Wednesday of the Eighth Week In Ordinary Time

(Sirach 36:1.4-5a.10-17; Mark 10:32-45)

In the last days of 1776 George Washington and the cause of American independence were having a rough time. The general had been routed in New York, and confidence in him was waning. The army was literally in tatters, and the winter was one of the worse in years. Added to all this, many of the soldiers’ inscriptions would expire on January 1. Then fortune suddenly blew the other way. On Christmas night the American army in a surprise attack on the Hessian garrison at Trenton took almost nine hundred prisoners with few casualties. Most of Washington’s soldiers reenlisted wanting to follow their commander to victory. Such a turnabout is what Ben Sirach seeks in the reading today.

In the second century before Christ, the people of Israel are almost completely suppressed.
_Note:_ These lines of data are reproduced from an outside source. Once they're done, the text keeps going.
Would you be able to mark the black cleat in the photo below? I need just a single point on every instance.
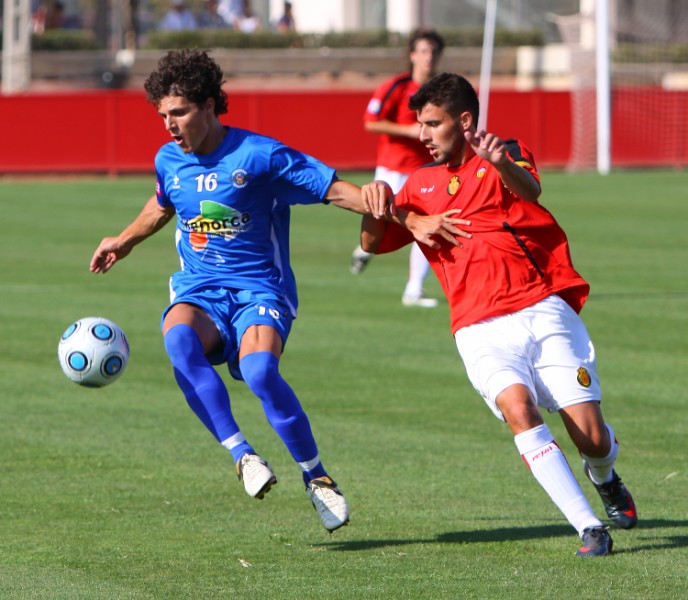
(596, 542)
(617, 500)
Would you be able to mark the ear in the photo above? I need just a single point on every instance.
(466, 120)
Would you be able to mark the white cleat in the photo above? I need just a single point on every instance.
(419, 300)
(329, 503)
(256, 474)
(359, 261)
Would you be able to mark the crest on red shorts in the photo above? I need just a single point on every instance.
(583, 377)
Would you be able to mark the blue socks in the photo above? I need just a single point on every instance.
(283, 410)
(203, 388)
(207, 396)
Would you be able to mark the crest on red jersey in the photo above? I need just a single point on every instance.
(454, 184)
(583, 377)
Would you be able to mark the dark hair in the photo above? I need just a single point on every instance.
(453, 92)
(429, 35)
(190, 74)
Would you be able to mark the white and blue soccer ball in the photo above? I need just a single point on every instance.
(93, 352)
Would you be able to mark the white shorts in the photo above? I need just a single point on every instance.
(545, 347)
(395, 179)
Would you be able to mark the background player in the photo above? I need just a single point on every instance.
(234, 299)
(514, 297)
(399, 150)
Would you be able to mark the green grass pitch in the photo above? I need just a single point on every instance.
(120, 493)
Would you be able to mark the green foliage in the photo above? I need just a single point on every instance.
(65, 39)
(220, 38)
(651, 53)
(120, 493)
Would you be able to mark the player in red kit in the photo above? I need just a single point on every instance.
(514, 298)
(399, 151)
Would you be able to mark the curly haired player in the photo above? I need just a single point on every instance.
(234, 299)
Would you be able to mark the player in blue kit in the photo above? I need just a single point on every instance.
(234, 299)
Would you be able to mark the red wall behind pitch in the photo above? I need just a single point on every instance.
(117, 131)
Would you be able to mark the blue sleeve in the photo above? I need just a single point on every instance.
(160, 193)
(303, 172)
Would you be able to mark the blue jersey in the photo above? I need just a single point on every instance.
(233, 209)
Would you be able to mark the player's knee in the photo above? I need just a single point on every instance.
(519, 408)
(181, 343)
(260, 371)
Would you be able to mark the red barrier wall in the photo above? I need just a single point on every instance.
(117, 131)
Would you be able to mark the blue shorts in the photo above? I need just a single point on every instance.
(233, 312)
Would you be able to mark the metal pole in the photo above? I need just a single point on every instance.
(603, 83)
(16, 47)
(486, 62)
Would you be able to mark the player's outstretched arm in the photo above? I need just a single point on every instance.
(152, 218)
(432, 229)
(373, 199)
(491, 148)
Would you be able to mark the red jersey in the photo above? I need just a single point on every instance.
(518, 254)
(390, 103)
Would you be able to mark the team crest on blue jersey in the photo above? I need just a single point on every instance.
(454, 184)
(583, 377)
(239, 178)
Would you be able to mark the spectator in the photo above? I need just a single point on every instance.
(286, 22)
(229, 10)
(178, 18)
(209, 17)
(247, 21)
(54, 16)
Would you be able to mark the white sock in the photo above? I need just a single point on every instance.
(361, 253)
(419, 267)
(548, 465)
(601, 468)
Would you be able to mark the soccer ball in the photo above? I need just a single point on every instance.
(93, 352)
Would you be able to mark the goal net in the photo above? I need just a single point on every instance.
(649, 84)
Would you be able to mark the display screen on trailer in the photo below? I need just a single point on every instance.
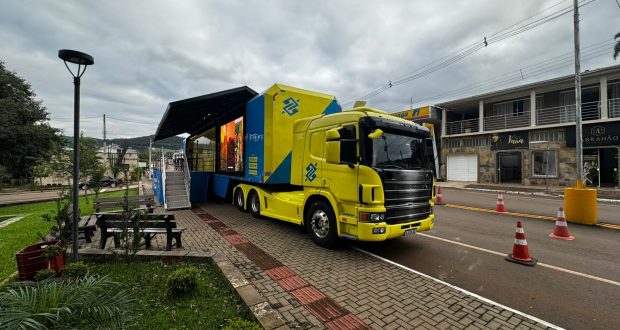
(231, 146)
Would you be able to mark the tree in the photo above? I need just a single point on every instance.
(26, 138)
(617, 46)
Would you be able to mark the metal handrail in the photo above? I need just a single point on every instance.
(461, 126)
(188, 177)
(613, 108)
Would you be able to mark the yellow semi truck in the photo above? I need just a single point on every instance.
(294, 155)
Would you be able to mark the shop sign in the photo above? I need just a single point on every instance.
(596, 135)
(510, 140)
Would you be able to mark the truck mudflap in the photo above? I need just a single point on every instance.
(383, 231)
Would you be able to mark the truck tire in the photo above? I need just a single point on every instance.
(240, 200)
(254, 204)
(320, 223)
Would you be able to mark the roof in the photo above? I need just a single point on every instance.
(559, 80)
(194, 114)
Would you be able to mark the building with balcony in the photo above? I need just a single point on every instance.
(526, 134)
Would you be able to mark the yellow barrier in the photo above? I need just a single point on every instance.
(580, 204)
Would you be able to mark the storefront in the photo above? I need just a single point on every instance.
(600, 155)
(508, 156)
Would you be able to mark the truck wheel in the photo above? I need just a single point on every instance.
(321, 224)
(240, 200)
(254, 204)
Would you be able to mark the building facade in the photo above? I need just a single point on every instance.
(526, 134)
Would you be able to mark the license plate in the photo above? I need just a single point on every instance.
(410, 231)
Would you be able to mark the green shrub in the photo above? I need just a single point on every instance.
(76, 270)
(238, 324)
(44, 274)
(182, 281)
(61, 304)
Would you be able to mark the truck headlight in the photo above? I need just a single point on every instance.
(371, 217)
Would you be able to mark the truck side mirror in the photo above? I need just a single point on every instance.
(375, 134)
(332, 149)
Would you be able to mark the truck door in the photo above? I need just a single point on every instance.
(341, 178)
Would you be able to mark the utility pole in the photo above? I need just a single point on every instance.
(104, 135)
(578, 133)
(150, 148)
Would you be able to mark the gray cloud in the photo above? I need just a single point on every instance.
(149, 53)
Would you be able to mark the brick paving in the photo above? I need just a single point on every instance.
(315, 288)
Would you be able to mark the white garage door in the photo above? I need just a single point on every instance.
(463, 167)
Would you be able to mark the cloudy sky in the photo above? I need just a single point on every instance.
(149, 53)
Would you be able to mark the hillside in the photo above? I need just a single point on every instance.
(142, 142)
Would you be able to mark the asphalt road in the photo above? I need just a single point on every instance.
(36, 196)
(566, 299)
(537, 205)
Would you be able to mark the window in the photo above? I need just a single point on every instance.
(547, 136)
(544, 163)
(201, 151)
(476, 142)
(231, 146)
(348, 145)
(453, 143)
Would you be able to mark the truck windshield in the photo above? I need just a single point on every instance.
(399, 151)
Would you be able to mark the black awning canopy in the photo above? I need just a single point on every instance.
(202, 112)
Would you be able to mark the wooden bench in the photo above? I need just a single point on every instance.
(148, 225)
(87, 225)
(114, 204)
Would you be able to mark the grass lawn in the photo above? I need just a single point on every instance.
(20, 234)
(211, 306)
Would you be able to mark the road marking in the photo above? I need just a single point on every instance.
(592, 277)
(524, 215)
(477, 296)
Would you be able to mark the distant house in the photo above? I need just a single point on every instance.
(109, 157)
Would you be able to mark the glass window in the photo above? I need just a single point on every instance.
(399, 151)
(201, 150)
(231, 146)
(348, 144)
(544, 163)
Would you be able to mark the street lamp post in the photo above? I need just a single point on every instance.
(82, 60)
Long conquered, they are forced to see their holy places desecrated by their Greek rulers and the compromised Jewish elite. Ben Sirach, who lived in Jerusalem, wants to remind the people of their rich heritage. In the prayer that comprises today’s passage, he pleads God to give a demonstration of power to restore the people’s morale. He is coy about his reason, however, preferring to cajole the Lord with pretensions of worldly praise if He exalted His own.

God, of course, does not need public support. He seems to eschew it, in fact. In the gospel Jesus predicts that he will be defiled, whipped, and executed. He will rise from the dead as well but will appear only to a select few so that they might realize that the greatest grandeur lies in self-sacrificing love not acts of awe and wonder.